Hepatitis C virus (HCV) is a blood-borne infection readily transmitted by transfusion. Persons with hemophilia were at very high risk of acquiring HCV, but the chronology and correlates of HCV incidence in the US hemophilia population remain unknown. The authors used multiple data sources and new statistical methods to reconstruct HCV incidence in White males with hemophilia A from 1940 through 1990. HCV incidence was approximately 1%/year until 1950 but 2-3%/year by 1955. With mild hemophilia, HCV incidence increased in the 1960s, reaching a plateau of approximately 8%/year from 1969 to 1980. With moderate and severe hemophilia, HCV incidence increased steeply to peaks of 11.7%/year in 1970 and 17.2%/year in 1968, respectively. Overall, HCV incidence declined after 1970, steeply after 1984, to nearly zero by 1990. With improving and increasing use of plasma derivatives, the size of the hemophilia population increased 86% during these 50 years. Study results imply that these life-saving treatments also carried an increasing risk of HCV, particularly before clotting factor concentrates were licensed in the 1970s. They also suggest that multiple synergistic interventions since 1970, particularly donor deferral, screening for hepatitis B and human immunodeficiency virus, and viral inactivation of clotting factor concentrates, were needed to reduce transfusion of HCV prior to its discovery.

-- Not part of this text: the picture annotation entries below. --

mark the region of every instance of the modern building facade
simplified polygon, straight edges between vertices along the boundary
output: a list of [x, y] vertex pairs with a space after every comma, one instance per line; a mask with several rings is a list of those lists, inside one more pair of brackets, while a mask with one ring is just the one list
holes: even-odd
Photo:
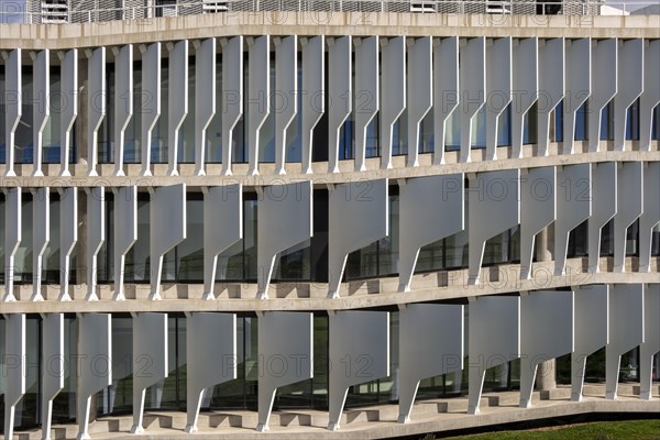
[[657, 410], [658, 16], [310, 9], [0, 25], [6, 438], [405, 435], [535, 378]]

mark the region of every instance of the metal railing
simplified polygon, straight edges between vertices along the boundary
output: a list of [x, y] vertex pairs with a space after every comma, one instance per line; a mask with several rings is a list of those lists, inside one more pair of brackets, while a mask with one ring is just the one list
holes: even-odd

丙型肝炎病毒(HCV)是一种通过输血容易传播的血源性感染病毒。血友病患者感染HCV的风险非常高,但美国血友病患者群体中HCV感染的时间顺序及相关因素仍不明确。作者使用多个数据源和新的统计方法,重建了1940年至1990年患有甲型血友病的白人男性的HCV感染率。1950年之前,HCV感染率约为每年1%,但到1955年时达到每年2%-3%。对于轻度血友病患者,HCV感染率在20世纪60年代有所上升,在1969年至1980年期间达到约每年8%的稳定水平。对于中度和重度血友病患者,HCV感染率分别在1970年急剧上升至每年11.7%的峰值以及在1968年升至每年17.2%的峰值。总体而言,1970年之后HCV感染率下降,1984年之后急剧下降,到1990年几乎为零。随着血浆衍生物使用的改善和增加,这50年间血友病患者群体规模增长了86%。研究结果表明,这些挽救生命的治疗方法也带来了越来越高的HCV感染风险,尤其是在20世纪70年代凝血因子浓缩物获得许可之前。研究结果还表明,自1970年以来需要采取多种协同干预措施,特别是推迟献血者献血、筛查乙型肝炎和人类免疫缺陷病毒,以及对凝血因子浓缩物进行病毒灭活,以减少在发现HCV之前的输血感染。